A much awaited trip took place on 13 October; mentally challenged clients and their parents from Caritas branches in Striy, Ivano-Frankivs’k, and Drohobych travelled to L’viv. Almost 90 individuals, including clients, their parents, and volunteers joined in the event.
The day was very interesting and packed. They gathered near the city council building on Ploshcha Rynok (Rynok Square). There was no limit to the joy seen on the faces of the clients because they haven’t seen each other for a very long time and were once again able to share their thoughts with one another. The friends welcomed and embraced each other while the students affixed name tags to each participant and introduced themselves. At 11am they embarked on an excursion of L’viv in a special train.
For those from Striy and Drohobych, this was their first such excursion and it left them with many good impressions and memories! L’viv is a mix of many ethnic traditions; the interesting architectural style captivated everyone with its charm and authenticity. The excursion through the city was made possible thanks to Chudo Tour, owners of the story-book train that tours the city with visitors.
The terrific day continued thanks to Markiyan Ivashchyshyn, Director of the youth organization Dzyga who invited the group to lunch at the Kvartyra 35 Restaurant on Virmens’ka Street. During lunch, L’viv artists invited their guests to participate in their project called “From Roman’s Day to the Feast of Jordan.” The artists explained the project and invited the mentally challenged to join them soon in creative workshops dealing with clay, ceramics, textiles, and writing icons.

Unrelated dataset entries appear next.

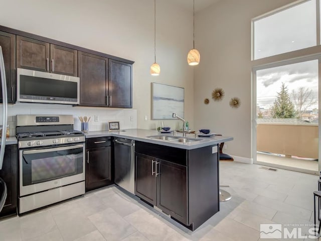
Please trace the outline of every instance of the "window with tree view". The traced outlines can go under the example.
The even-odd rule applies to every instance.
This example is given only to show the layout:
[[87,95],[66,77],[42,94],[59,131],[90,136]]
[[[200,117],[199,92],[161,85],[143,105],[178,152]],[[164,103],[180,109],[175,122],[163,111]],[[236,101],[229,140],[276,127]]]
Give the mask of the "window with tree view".
[[258,70],[256,78],[258,118],[317,124],[317,60]]

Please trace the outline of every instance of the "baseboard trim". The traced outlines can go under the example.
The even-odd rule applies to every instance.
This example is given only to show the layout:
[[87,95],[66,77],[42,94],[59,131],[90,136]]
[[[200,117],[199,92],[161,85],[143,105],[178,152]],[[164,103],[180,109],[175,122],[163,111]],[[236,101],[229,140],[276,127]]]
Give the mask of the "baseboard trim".
[[232,156],[234,159],[234,161],[246,163],[247,164],[253,164],[253,158],[247,158],[246,157],[238,157],[237,156]]

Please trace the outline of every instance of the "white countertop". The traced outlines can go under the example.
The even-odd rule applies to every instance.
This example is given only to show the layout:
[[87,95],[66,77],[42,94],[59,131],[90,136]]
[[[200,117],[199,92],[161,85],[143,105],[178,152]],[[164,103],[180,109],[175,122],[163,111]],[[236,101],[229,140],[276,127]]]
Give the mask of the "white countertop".
[[[186,150],[196,149],[201,147],[207,147],[212,145],[216,145],[222,142],[226,142],[233,140],[233,137],[222,137],[220,136],[213,136],[211,137],[197,137],[199,141],[190,143],[180,143],[171,141],[163,141],[160,140],[152,139],[147,137],[151,136],[173,136],[171,133],[160,133],[157,131],[143,129],[126,129],[119,131],[109,132],[108,131],[101,131],[97,132],[89,132],[85,133],[86,138],[92,138],[101,137],[115,137],[127,138],[135,141],[148,142],[154,144],[163,145],[168,147],[175,147]],[[183,133],[178,133],[178,136],[182,136]],[[195,134],[188,134],[187,137],[195,139]]]

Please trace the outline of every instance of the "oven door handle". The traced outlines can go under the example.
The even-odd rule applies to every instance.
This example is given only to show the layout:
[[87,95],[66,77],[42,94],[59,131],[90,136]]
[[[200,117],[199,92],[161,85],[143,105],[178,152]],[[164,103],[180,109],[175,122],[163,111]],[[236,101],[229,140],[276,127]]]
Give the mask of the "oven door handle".
[[68,146],[68,147],[57,147],[55,148],[50,148],[48,149],[41,150],[26,150],[23,152],[23,154],[36,154],[37,153],[44,153],[45,152],[51,152],[55,151],[64,151],[65,150],[76,149],[77,148],[82,148],[83,144],[77,145],[76,146]]

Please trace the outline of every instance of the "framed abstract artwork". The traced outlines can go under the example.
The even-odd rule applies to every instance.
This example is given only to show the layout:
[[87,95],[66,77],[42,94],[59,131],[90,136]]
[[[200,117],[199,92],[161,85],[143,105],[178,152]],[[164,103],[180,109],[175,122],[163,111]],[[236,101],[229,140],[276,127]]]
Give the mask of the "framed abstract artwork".
[[173,113],[184,117],[184,88],[151,83],[151,119],[173,119]]

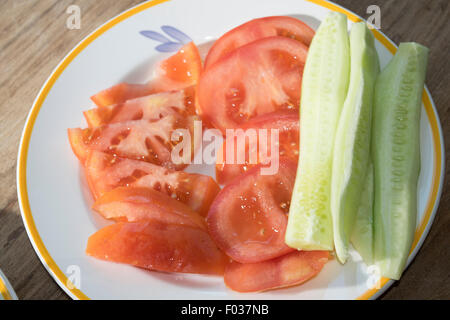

Olya Kravchenko, the “From Roman’s Day to the Feast of Jordan” project leader says: “We would like to make Christmas in L’viv truly all-inclusive! Artists and the mentally challenged will infuse their own style and design into their works, along with their feeling and vision of the Christmas holidays. With permission these works can be displayed and sold in L’viv cafes and galleries.”
At the end of the fine day, the group visited the Young People’s Theatre to watch a performance of Oliver Twist.
According to Lyudmyla Sukharyeva, leader of the Caritas Ukraine project Network of Centres for Recreation and Social Adaptation for the Mentally Challenged:”holding gatherings that include young people from various centres is very important. An important element of integrating the mentally challenged into mainstream society is their active participation in the life of society and being seen in public places.
This helps not only the public to accept the mentally challenged among them, but encourages a tolerant attitude towards them. In the same way having the young people meet their peers from other centres helps them socialize, and understand that they are not alone in their predicament.”